I stood, feeling a little uncertain. Did I follow Shame or stay here and make sure Stotts didn’t get Closed?
That was ridiculous. I couldn?
??t babysit the policeman. I couldn’t even protect him from the Authority if they really wanted to Close him. And unless I wanted to tell him all of their secrets so he could protect himself, I’d just have to hope I’d done enough to keep him safe.
“Who called?” I asked.
“Violet’s lawyer. They’re waiting for you outside.” Stotts didn’t stand. He didn’t look any the worse for wear unless you counted the fingerprint burns on his neck.
“Where did you get the disk?” I asked.
“Found it out in St. Johns. Fully charged.”
“That’s strange,” I said, and I meant it.
“Isn’t it?”
I would have expected him to contact me to Hound it. But he hadn’t. I felt like I’d somehow failed him. Like we were breaking up, choosing different teams, going our separate ways. “If you need a Hound, if you don’t want me, you have the list and our contact information, right?”
“Yes.”
“Davy’s keeping an eye on the phones at the den.”
“You’re calling it the den now?”
I shrugged. “You can get hold of him anytime and he’ll tell you who’s available.”

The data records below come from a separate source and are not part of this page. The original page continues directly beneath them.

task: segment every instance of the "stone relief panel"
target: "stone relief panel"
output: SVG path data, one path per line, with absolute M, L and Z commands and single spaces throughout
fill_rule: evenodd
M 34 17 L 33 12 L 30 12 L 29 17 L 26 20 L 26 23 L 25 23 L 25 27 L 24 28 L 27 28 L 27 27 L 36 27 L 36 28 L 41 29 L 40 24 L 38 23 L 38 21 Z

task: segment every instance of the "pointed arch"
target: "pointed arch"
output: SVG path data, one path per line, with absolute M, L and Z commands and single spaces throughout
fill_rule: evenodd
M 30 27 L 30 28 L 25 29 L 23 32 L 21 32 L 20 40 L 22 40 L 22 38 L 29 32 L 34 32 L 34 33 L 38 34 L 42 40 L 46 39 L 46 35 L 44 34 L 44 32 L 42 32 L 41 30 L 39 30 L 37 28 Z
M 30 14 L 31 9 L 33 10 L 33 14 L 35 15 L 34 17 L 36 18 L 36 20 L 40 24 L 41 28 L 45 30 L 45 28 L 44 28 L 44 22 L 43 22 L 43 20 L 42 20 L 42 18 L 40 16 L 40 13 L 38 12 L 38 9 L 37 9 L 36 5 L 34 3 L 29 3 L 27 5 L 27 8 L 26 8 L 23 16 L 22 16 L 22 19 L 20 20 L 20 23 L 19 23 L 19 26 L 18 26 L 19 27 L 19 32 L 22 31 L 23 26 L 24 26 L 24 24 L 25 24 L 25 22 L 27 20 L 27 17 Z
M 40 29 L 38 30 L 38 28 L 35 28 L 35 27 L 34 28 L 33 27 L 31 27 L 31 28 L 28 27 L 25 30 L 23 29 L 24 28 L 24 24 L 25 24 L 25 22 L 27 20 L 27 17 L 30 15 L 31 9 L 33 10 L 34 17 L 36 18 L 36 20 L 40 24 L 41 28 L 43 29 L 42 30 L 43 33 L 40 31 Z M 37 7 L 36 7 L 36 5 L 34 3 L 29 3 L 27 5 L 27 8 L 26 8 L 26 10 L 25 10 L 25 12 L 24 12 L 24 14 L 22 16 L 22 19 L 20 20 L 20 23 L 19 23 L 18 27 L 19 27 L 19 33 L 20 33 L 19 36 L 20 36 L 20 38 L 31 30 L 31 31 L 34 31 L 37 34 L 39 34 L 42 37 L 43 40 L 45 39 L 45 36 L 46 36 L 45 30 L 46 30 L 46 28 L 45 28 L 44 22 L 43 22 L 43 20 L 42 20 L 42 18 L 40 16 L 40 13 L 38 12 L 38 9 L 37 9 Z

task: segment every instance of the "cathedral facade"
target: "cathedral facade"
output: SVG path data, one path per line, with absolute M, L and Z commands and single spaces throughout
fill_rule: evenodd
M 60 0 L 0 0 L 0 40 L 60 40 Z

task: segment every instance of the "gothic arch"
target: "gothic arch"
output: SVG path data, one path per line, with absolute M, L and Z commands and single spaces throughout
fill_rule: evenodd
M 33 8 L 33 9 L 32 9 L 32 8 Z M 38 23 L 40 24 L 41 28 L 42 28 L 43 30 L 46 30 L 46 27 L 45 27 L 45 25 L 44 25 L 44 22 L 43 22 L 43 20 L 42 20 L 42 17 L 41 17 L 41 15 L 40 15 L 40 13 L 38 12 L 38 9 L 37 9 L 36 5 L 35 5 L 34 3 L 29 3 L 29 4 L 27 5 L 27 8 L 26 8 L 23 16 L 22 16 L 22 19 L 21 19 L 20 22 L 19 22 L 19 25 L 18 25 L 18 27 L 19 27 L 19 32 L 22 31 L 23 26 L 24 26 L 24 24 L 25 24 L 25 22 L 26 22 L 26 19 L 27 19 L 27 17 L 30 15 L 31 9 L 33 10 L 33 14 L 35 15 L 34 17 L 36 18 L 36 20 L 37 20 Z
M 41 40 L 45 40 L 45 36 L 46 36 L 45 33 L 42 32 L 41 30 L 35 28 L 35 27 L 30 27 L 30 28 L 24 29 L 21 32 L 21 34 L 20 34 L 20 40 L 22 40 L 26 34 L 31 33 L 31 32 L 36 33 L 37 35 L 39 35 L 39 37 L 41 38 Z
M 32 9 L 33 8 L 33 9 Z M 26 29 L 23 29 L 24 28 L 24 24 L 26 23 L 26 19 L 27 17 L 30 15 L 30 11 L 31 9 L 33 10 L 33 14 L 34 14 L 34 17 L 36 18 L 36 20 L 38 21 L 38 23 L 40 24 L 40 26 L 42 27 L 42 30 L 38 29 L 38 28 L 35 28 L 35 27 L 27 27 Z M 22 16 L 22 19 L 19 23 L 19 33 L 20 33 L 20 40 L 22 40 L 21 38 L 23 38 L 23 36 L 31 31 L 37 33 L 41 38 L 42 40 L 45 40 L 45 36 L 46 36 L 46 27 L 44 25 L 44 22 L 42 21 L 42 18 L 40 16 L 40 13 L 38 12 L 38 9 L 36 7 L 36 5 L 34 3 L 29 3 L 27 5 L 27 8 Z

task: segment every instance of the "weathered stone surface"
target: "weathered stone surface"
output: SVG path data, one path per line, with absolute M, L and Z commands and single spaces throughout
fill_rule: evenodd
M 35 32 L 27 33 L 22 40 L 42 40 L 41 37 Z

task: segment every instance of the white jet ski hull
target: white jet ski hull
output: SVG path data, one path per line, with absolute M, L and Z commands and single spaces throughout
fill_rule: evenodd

“That sounds like you’re saying good-bye for good.”
I tried to smile, didn’t make it. “Of course not,” I said. I walked across the room and out the door that Shame held open for me.
Chapter Nineteen
Shame took the stairs like his shoes were on fire. I kept up, but was breathing hard by the time we made it to the lobby.
Shame kept walking.
“Shame, wait.”
Wonders of wonders, he turned around. Stopped.
I huffed over to him.
“What’s your hurry?”
“I hate police stations.”
“From all that trouble you got into when you were a kid?”
He scowled. “No. You hate elevators. I hate cop shops.”
“Allie?” A woman’s voice called out. I knew that voice—Violet.
I looked back toward the regular offices and watched as she walked, slowly due to the girth of her belly, my way. On one side of her, looking like he was ready to catch her if she sneezed, was Kevin Cooper. Medium height, medium hair, medium everything, Kevin always faded into a crowd. If I didn’t know him, I’d never guess he was a deadly good magic user. By the way he walked, quiet and respectful, and bodyguardish next to my dad’s widow he just looked like an ordinary guy. He was not.